A multinational team of researchers conducted this retrospective cohort study using Danish registries that follow 5.5 million individuals. They identified 80,342 adults older than 40 years of age undergoing total joint replacement between 1998 and 2007 and excluded patients with diagnoses that would confound the results. They classified participants as bisphosphonate users if they had been on treatment for more than 6 months. They examined duration of use, medication possession ratio, timing of therapy initiation (pre/post-op), and implant survival.

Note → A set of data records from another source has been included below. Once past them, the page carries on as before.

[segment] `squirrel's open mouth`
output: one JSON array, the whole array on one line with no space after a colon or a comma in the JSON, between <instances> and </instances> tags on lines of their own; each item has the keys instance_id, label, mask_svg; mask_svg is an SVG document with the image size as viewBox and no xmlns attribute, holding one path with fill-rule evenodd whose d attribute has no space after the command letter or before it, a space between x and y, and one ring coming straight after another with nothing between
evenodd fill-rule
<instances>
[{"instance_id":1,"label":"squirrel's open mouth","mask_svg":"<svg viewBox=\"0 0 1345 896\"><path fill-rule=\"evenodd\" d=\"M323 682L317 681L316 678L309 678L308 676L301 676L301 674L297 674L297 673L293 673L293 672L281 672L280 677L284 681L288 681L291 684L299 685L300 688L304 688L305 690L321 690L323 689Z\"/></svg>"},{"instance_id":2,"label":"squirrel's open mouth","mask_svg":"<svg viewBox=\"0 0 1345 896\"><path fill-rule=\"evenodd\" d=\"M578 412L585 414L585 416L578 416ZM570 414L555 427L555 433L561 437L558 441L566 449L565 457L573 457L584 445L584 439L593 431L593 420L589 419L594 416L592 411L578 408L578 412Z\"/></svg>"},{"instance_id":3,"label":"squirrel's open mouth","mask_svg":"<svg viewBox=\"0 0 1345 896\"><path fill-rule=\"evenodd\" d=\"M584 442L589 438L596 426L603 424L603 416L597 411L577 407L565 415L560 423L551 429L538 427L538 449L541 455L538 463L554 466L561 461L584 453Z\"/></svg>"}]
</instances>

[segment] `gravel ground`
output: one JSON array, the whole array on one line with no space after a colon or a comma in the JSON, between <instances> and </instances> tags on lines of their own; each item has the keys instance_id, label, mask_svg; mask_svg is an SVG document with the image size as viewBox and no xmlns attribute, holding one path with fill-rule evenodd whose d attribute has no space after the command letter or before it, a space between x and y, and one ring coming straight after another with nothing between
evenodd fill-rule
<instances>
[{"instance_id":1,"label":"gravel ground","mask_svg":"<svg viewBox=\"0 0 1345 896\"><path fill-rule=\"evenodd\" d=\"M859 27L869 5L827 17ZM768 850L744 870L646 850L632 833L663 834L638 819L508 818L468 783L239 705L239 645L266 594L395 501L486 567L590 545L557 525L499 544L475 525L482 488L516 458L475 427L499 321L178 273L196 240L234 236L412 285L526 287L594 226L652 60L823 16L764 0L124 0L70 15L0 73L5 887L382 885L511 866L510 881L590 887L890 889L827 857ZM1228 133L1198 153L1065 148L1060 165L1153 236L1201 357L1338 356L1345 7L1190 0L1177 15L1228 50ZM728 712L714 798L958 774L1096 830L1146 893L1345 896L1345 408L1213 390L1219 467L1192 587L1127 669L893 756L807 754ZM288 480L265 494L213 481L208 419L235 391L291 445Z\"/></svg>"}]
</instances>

Approximately 2% of participants (1,590) were bisphosphonate users. The researchers paired 1,558 of them to 8,966 non-users to evaluate revision risk over the 2.61-year study period. Among the bisphosphonate users 27, or 1.73%, underwent revision surgery. Among the matched cohort, 399, or 4.45%, needed revisions.

Data analysis showed that bisphosphonate use reduced the risk of revision by 59%. Patients with the longest bisphosphonate treatment durations and/or best adherence rates had the lowest risk of revision. Using sensitivity analysis, the researchers demonstrated their findings were unlikely to be confounded by patient co-morbidity or health-seeking behavior.

The authors concluded that oral bisphosphonate users are at 59% reduced risk of revision, but noted their findings only applied in patients who initiated bisphosphonates after arthroplasty surgery. They postulated that bisphosphonates initiated after arthroplasty surgery could reduce inflammation-mediated osteolysis around the implant and reduce related loosening.